1 files changed, 701 insertions, 0 deletions
diff --git a/third_party/python/fluent.syntax/fluent/syntax/parser.py b/third_party/python/fluent.syntax/fluent/syntax/parser.py
new file mode 100644
index 0000000000..87075409f1
--- /dev/null
+++ b/third_party/python/fluent.syntax/fluent/syntax/parser.py
@@ -0,0 +1,701 @@
+import re
+from typing import Any, Callable, List, Set, TypeVar, Union, cast
+from . import ast
+from .stream import EOL, FluentParserStream
+from .errors import ParseError
+
+R = TypeVar("R", bound=ast.SyntaxNode)
+
+
+def with_span(fn: Callable[..., R]) -> Callable[..., R]:
+    def decorated(self: 'FluentParser', ps: FluentParserStream, *args: Any, **kwargs: Any) -> Any:
+        if not self.with_spans:
+            return fn(self, ps, *args, **kwargs)
+
+        start = ps.index
+        node = fn(self, ps, *args, **kwargs)
+
+        # Don't re-add the span if the node already has it.

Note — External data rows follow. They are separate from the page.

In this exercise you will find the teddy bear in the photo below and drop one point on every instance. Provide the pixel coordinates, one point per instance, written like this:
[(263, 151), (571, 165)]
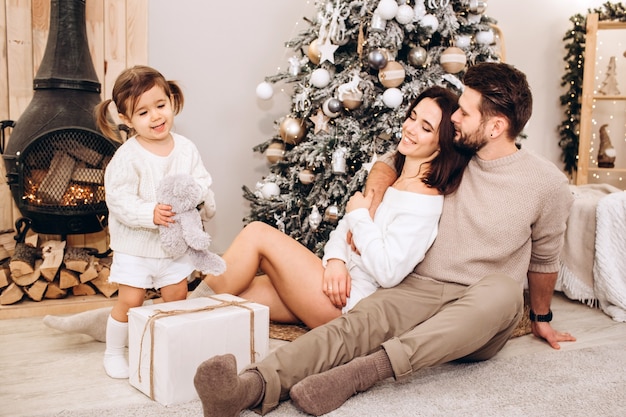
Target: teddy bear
[(186, 234)]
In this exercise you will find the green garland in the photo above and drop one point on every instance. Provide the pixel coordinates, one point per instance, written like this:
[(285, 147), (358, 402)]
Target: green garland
[(573, 79)]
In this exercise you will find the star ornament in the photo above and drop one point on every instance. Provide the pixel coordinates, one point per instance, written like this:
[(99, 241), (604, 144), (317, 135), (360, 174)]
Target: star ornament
[(327, 52), (321, 121)]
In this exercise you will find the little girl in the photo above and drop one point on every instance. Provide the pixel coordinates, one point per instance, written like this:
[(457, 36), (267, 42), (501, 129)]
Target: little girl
[(146, 103)]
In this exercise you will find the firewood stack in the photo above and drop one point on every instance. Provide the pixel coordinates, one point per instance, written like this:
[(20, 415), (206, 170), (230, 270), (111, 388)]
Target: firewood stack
[(53, 271)]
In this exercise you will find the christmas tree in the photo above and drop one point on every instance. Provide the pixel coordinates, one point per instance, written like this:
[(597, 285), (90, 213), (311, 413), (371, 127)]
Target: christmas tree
[(609, 85), (353, 72)]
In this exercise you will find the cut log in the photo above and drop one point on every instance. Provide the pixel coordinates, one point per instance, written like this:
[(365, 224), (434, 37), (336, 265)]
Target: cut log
[(12, 294), (52, 252), (68, 279), (36, 291), (105, 263), (23, 260), (90, 273), (88, 176), (103, 285), (54, 292), (81, 152), (83, 289), (28, 279), (53, 186), (77, 259), (4, 254), (4, 277)]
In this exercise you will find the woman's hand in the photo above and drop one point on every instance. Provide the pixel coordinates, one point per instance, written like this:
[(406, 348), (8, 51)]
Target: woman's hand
[(163, 215), (336, 282), (358, 200)]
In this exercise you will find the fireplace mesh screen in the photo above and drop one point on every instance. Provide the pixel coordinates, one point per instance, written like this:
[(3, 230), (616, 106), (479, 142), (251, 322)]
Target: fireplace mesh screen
[(63, 172)]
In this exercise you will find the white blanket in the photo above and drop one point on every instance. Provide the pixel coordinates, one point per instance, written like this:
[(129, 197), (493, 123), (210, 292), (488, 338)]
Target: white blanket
[(575, 278), (609, 268)]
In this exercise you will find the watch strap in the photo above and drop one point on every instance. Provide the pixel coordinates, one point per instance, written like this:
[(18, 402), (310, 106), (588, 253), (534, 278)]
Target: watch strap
[(546, 318)]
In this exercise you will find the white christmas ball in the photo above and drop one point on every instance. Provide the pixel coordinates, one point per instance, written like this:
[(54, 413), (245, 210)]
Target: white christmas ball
[(270, 189), (463, 41), (392, 97), (419, 10), (485, 37), (387, 9), (430, 21), (405, 14), (306, 176), (264, 90), (474, 18), (320, 78)]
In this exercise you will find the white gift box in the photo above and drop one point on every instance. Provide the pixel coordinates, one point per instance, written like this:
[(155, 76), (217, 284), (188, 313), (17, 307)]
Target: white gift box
[(167, 341)]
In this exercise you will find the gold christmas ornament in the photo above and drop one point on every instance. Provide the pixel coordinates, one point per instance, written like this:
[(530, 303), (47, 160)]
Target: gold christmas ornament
[(306, 176), (352, 100), (453, 60), (292, 130), (392, 75), (275, 152), (314, 53)]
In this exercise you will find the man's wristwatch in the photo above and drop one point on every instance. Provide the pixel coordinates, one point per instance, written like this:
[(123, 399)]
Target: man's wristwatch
[(546, 318)]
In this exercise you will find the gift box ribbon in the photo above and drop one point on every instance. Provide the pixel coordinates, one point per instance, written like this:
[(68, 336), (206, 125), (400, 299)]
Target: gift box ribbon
[(159, 314)]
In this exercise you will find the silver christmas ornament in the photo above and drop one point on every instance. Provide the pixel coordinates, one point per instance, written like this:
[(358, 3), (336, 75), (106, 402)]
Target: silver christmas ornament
[(339, 161), (315, 218), (417, 56), (331, 214), (332, 107), (377, 58)]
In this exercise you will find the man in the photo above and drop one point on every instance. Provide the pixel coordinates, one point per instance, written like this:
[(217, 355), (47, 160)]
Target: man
[(504, 224)]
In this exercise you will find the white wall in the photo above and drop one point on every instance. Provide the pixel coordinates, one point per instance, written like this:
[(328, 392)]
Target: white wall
[(220, 51)]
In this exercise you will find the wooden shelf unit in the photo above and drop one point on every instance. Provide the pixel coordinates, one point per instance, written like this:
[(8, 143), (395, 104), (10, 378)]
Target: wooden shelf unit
[(589, 98)]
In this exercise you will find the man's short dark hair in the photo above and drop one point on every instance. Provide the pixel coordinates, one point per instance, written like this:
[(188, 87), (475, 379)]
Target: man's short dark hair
[(505, 92)]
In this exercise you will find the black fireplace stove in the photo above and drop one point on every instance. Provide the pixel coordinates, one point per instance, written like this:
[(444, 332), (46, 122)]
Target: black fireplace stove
[(55, 156)]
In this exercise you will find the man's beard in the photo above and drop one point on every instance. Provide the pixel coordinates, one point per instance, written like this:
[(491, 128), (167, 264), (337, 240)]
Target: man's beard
[(469, 144)]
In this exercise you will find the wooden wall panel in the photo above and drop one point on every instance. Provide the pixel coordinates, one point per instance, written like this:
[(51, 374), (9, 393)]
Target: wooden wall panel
[(117, 32)]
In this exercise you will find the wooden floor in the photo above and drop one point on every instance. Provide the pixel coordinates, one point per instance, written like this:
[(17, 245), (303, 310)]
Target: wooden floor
[(46, 371)]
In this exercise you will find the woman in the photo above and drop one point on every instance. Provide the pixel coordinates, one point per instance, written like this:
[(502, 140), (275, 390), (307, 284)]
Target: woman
[(300, 287)]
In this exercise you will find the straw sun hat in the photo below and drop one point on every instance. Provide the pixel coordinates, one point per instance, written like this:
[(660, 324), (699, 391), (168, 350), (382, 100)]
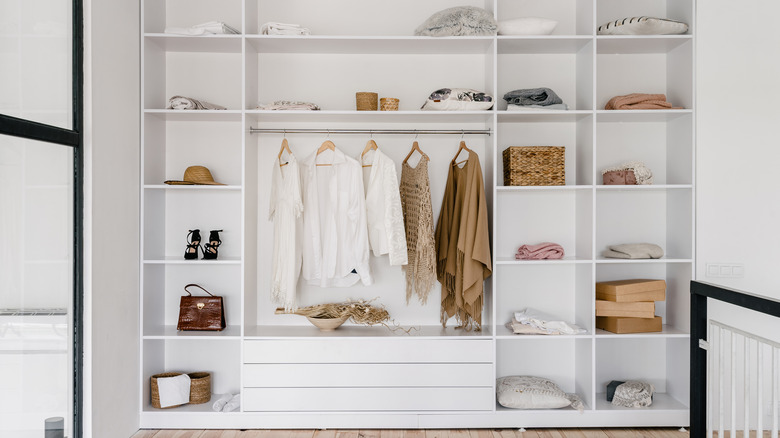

This may happen
+        # when one decorated function calls another decorated function.
+        if node.span is not None:
+            return node
+
+        end = ps.index
+        node.add_span(start, end)
+        return node
+
+    return decorated
+
+
+class FluentParser:
+    """This class is used to parse Fluent source content.
+
+    ``with_spans`` enables source information in the form of
+    :class:`.ast.Span` objects for each :class:`.ast.SyntaxNode`.
+    """
+
+    def __init__(self, with_spans: bool = True):
+        self.with_spans = with_spans
+
+    def parse(self, source: str) -> ast.Resource:
+        """Create a :class:`.ast.Resource` from a Fluent source.
+        """
+        ps = FluentParserStream(source)
+        ps.skip_blank_block()
+
+        entries: List[ast.EntryType] = []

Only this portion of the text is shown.